Wednesday, February 26, 2025

Trump's cuts to government funding are bringing studies to a halt, possibly leading to mounting deaths worldwide, perhaps eclipsing U.S. COVID fatalities

UAB Medical Center in Birmingham, AL (U.S. News & World Report)
 

The Trump administration's cuts to government funding, are putting biomedical research at risk and imperiling worldwide health. Benjamin Mueller, who covers the National Institutes of Health (NIH) for The New York Times (NYT), explains under the headline "President Trump's Cuts to Medical Research." At NYT's The Morning newsletter, Mueller writes:

The Trump administration stormed into office, loudly firing workers and closing diversity programs. But behind the scenes, it has also brought biomedical research to the brink of crisis by holding up much of the $47 billion the United States spends on the field every year.

The world’s leading medical labs can be found in the United States, and they rely on grants from the National Institutes of Health. The agency has stopped vetting future studies on cancer, Alzheimer’s, heart disease and other ailments. Trump aides have said they just need time to review spending their predecessors had promised, but it’s unclear what they’re looking for at the N.I.H. or when scholars can expect to start receiving money again.

In today’s newsletter, I’ll walk you through what happened — and why it matters.

A complex machine

Late last month, when the Trump administration froze government grants, a federal judge said it couldn’t just hold back money Congress had agreed to spend. But spending money at the N.I.H., which awards more than 60,000 grants per year, isn’t so simple.

That’s because new grants endure a tortured bureaucratic process. The agency has to notify the public of grant review meetings in The Federal Register, a government publication. Then scientists and N.I.H. officials meet to discuss the proposals. The problem is that the Trump administration banned those announcements “indefinitely.” So new research projects can’t get approved.

In effect, scientists say, the Trump administration is circumventing the court order. Health officials didn’t block research outright, but by shutting down the process, they’re still not spending much of the money Congress allocated to various research goals.

The administration has also proposed other big changes, saying that universities should bear more of the “indirect costs” of research: maintaining lab space, paying support staff. Trump aides say the changes would trim administrative bloat and free up more government money for research.

That forced laboratories on university campuses around the country, such as UAB in Birmingham, AL, to put many of their life-saving studies on hold. What's next? That is hard to answer with any certainty. But we do know this much: These are matters of life and death -- and this is an instance where reckless and incompetent actions by the Trump administration probably will cause people to die -- not only in the U.S. but around the world. The number of fatalities could dwarf the roughly 1.3 million U.S. deaths from the COVID pandemic, which was brought to you by the first Trump administration.  What lies ahead? Mueller paints a decidedly grim picture -- a picture of which the general public probably is unaware, perhaps thinking, "Hey, Donald Trump is back in office, and he will make us great again! What could go wrong?" The answer is a lot, Mueller writes:

It’s hard to say how long the holdup will last. The Trump administration hasn’t submitted a single new grant review meeting to The Federal Register since a day after it took office. And even if it started adding new ones, the agency traditionally gives several weeks’ notice.

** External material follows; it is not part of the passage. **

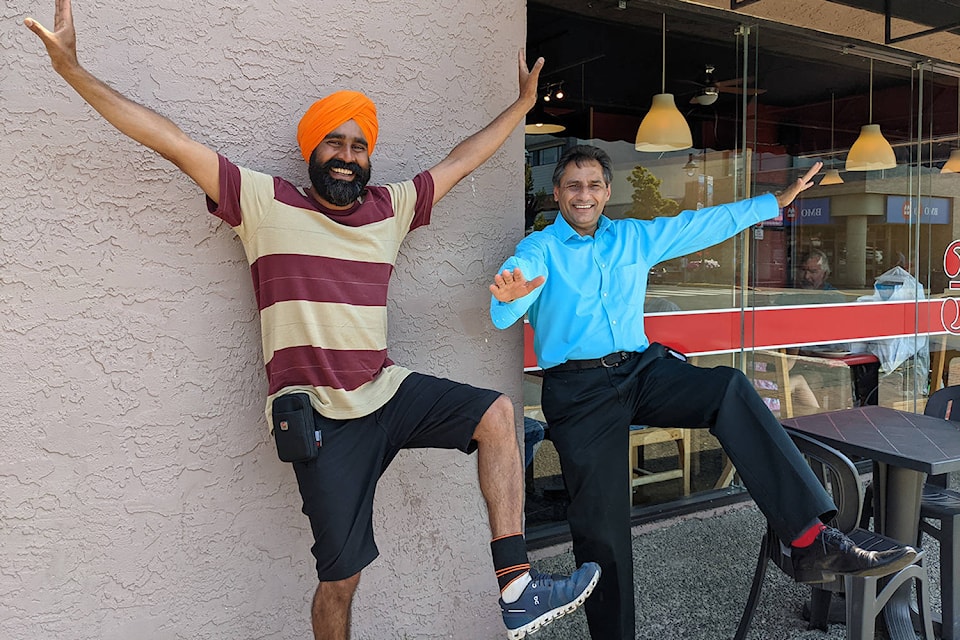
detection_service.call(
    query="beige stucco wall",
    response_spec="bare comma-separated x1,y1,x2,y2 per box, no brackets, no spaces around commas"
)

At risk are not only the tens of thousands of grants the N.I.H. awards each year, but also American dominance of biomedical research. Every dollar the agency spends on research generates more than two dollars in economic activity, the N.I.H. has said. Scores of patents follow. By some measures, the United States produces more influential health-sciences research than the next 10 leading countries combined.

The science unfolds across the country, including in red states (such as Alabama, Georgia, Florida, Tennessee, Louisiana, and Texas) where lawmakers have complained about proposed changes to indirect costs. Government-funded research (in blue and red states) can be a critical part of early-stage studies, often forging a path toward ground-breaking studies, before the private sector is even involved. Mueller writes:

Those findings often fuel pharmaceutical advancements, laying a foundation for drugs and vaccines long before private funders see such work as worth investing in.

Even Ozempic traces its roots back in part to work at the N.I.H on animal venom. Scientists found that the toxin from Gila monster lizards seemed to have particular physiological effects, helping lead eventually to one of the world’s most profitable and promising drugs.

New advances like those, scientists say, are in danger.